Les deux principes sont contradictoires. “Chances égales” implique la reconnaissance d’une inégalité naturelle entre individus, tandis que “places égales” considère cette inégalité comme inacceptable. En résulte une politique sociale conflictuelle voire schizophrénique : l’inégalité est indéracinable dans la nature et l’égalité tout aussi inextirpable de nos idéaux. Ce paradoxe fait étouffer les débats éthiques sous les incohérences et la langue de bois. Comment rendre le sujet respirable ?

Les régimes de places fixes ou mobiles

Une revue de la littérature montre qu’aucune véritable solution n’a jamais été proposée. Les auteurs se positionnent en faveur de l’égalité des places ou des chances, n’ont jamais dissous leur contradiction. ‘Places’ et ‘chances’ ont généré de grands systèmes politiques incompatibles entre eux. Pour l’égalité des places, il s’agit bien sûr des anarchies et des communismes, mais aussi des aristocraties, monarchies et oligarchies. En effet même si les places sont inégales elles sont fixées à l’avance et il n’y a donc aucune égalité des chances.
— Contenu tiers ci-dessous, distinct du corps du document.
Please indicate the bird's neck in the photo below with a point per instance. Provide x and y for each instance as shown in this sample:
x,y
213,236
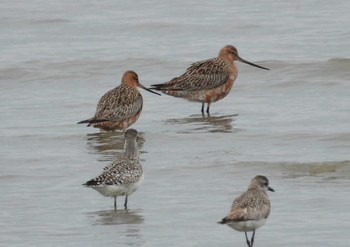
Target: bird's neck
x,y
131,148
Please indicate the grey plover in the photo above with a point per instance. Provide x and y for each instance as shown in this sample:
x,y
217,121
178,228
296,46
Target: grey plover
x,y
206,81
120,107
250,210
123,176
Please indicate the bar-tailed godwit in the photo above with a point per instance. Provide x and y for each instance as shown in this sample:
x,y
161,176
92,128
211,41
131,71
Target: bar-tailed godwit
x,y
120,107
123,176
250,210
206,81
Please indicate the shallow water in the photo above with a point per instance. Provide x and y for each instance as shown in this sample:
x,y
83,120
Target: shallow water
x,y
290,123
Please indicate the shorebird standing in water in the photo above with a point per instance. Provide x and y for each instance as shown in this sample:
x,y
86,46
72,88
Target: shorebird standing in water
x,y
206,81
250,210
120,107
123,176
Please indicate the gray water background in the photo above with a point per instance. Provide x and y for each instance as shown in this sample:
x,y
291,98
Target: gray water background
x,y
290,123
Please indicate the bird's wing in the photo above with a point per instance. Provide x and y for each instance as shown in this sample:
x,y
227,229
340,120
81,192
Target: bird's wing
x,y
119,104
249,206
201,75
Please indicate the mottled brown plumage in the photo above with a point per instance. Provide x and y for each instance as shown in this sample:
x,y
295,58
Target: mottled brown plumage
x,y
120,107
123,176
206,81
250,210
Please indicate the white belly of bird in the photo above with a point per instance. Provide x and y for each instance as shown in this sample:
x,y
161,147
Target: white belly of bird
x,y
120,189
247,226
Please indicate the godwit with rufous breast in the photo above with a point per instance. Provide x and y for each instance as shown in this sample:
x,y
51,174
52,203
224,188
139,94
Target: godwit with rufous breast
x,y
120,107
123,176
250,210
206,81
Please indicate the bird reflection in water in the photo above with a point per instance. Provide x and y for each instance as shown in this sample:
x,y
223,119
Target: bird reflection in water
x,y
131,220
117,217
211,124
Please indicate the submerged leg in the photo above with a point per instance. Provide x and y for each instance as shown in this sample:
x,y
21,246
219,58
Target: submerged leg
x,y
252,240
246,238
202,110
208,106
126,202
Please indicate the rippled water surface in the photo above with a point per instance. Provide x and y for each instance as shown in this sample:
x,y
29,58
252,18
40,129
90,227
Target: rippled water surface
x,y
290,123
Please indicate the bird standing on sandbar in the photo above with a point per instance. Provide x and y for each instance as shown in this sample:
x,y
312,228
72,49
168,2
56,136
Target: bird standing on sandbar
x,y
120,107
123,176
250,210
206,81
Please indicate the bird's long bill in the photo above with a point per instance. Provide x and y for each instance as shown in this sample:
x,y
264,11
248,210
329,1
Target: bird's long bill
x,y
149,90
252,64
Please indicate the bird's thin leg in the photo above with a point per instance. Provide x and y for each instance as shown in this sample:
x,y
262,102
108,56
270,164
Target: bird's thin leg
x,y
202,110
246,237
208,106
126,202
252,240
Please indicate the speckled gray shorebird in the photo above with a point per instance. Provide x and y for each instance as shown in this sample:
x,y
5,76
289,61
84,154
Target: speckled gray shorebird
x,y
120,107
206,81
250,210
123,176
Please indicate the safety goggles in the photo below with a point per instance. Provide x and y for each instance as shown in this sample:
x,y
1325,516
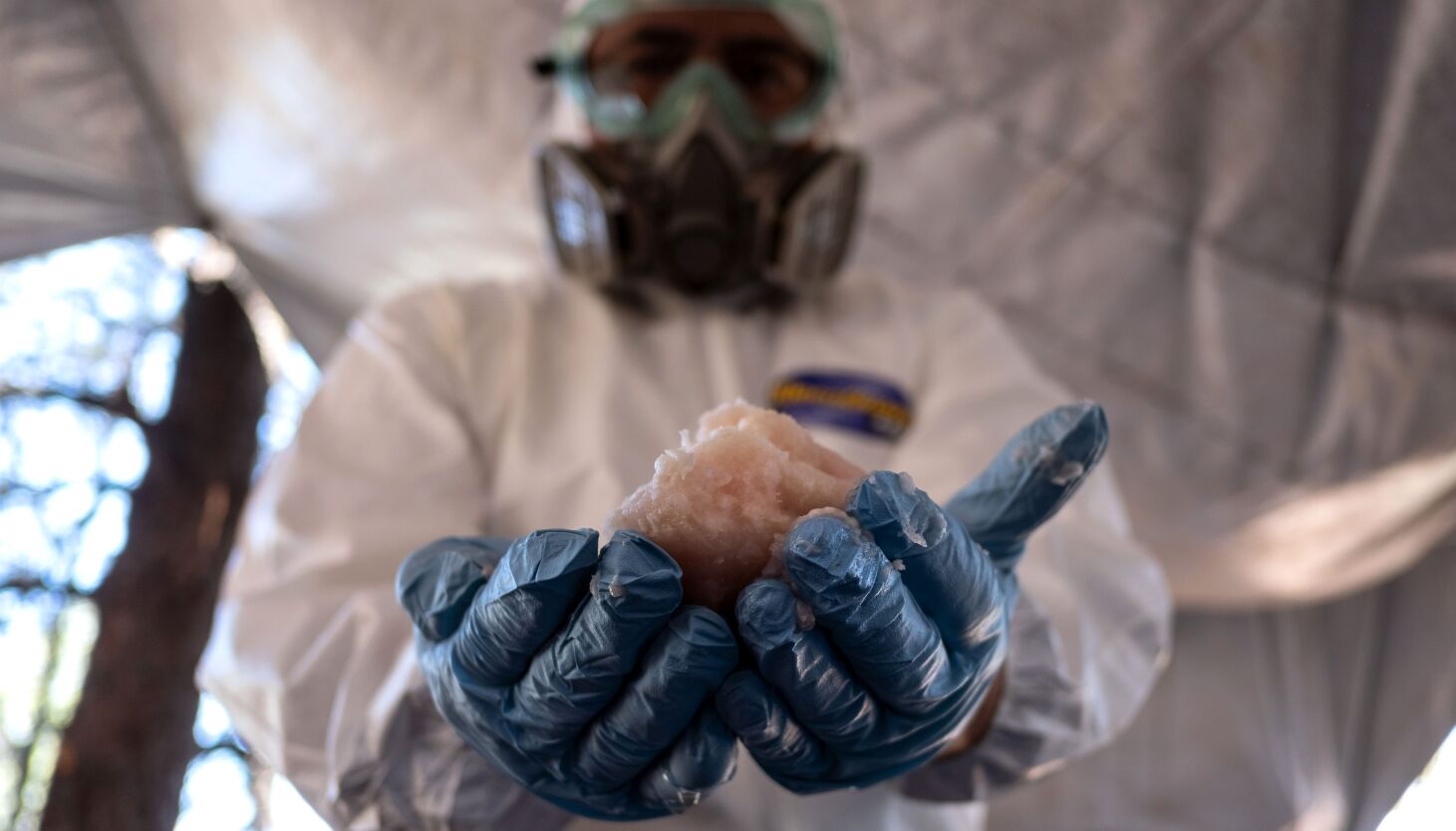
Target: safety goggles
x,y
637,66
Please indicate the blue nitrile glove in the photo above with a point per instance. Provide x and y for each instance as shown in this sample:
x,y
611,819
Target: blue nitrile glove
x,y
574,676
909,618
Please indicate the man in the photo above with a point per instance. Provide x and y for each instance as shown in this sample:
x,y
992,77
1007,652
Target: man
x,y
700,217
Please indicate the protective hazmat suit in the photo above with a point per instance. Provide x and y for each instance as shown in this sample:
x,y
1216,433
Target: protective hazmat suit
x,y
507,408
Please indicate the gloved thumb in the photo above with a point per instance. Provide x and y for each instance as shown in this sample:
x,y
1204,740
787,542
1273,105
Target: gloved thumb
x,y
437,584
1029,479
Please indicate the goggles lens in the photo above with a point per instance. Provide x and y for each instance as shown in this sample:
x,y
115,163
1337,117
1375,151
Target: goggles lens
x,y
624,62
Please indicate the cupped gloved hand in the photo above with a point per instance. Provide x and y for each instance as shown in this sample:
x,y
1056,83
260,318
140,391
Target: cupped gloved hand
x,y
893,634
580,679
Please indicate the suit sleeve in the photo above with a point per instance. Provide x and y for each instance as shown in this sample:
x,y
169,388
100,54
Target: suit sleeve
x,y
310,654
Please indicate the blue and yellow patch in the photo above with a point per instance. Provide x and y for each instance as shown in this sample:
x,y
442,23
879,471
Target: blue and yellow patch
x,y
846,401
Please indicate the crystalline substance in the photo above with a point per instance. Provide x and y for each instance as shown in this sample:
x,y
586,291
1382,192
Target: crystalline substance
x,y
721,502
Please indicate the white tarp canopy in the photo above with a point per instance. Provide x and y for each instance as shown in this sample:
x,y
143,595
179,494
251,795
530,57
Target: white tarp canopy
x,y
1234,221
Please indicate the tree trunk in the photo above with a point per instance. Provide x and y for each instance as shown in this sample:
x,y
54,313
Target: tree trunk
x,y
126,752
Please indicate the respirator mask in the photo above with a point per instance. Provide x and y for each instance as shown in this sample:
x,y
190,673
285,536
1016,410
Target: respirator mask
x,y
707,182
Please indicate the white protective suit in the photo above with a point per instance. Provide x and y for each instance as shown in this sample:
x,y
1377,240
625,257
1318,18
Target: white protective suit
x,y
505,408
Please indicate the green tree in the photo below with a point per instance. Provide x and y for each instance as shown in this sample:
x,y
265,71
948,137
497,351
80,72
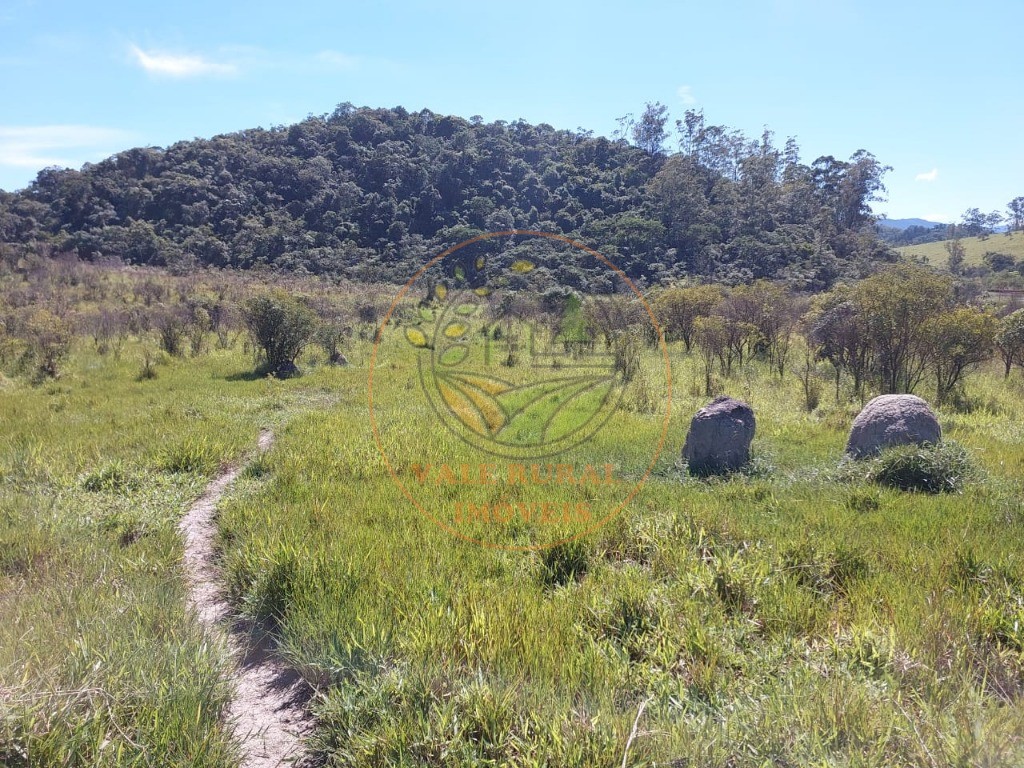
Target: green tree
x,y
957,254
898,304
1010,340
281,327
649,132
678,308
712,339
49,339
1015,211
961,340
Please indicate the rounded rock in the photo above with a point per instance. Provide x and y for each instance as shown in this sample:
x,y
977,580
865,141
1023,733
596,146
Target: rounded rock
x,y
720,437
Pour l’égalité des chances, le régime type est la démocratie ultra-libérale, dont l’exemple le plus débridé aujourd’hui est celui des États-Unis. Avec la très faible importance accordée à l’égalité des places, les écarts y sont devenus abyssaux. Les droits individuels existent toujours, certes, mais se monnayent comme n’importe quelle autre marchandise.

L’anarchie est-elle une chance ?

Ne me suis-je pas trompé dans le classement de l’anarchie ? Elle est censée faire partie des régimes libertaires mais n’a pas sa place avec l’égalité des chances. En refusant tout gouvernement L’anarchie refuse l’existence d’une société collective. Un individu peut gérer au mieux des relations avec quelques centaines de congénères, pas davantage. L’anarchie fonctionne dans les limites d’une tribu. Pas de société planétaire possible. Discuter de l’égalité des chances n’a de sens que dans l’océan social et non sur un îlot.

L’incompatibilité entre ‘places’ et ‘chances’ est au coeur de l’instabilité de tous les régimes politiques. Les systèmes fixant les places sont plus conservateurs donc durables mais se font éroder inéluctablement par l’animosité née des chances inégales. Les systèmes offrant des chances sont chaotiques par nature. Aucune place n’est définitive et les individus s’inquiètent de perdre la leur, quand ils ne peuvent progresser davantage. Devenus assez nombreux ils réclament un retour du conservatisme.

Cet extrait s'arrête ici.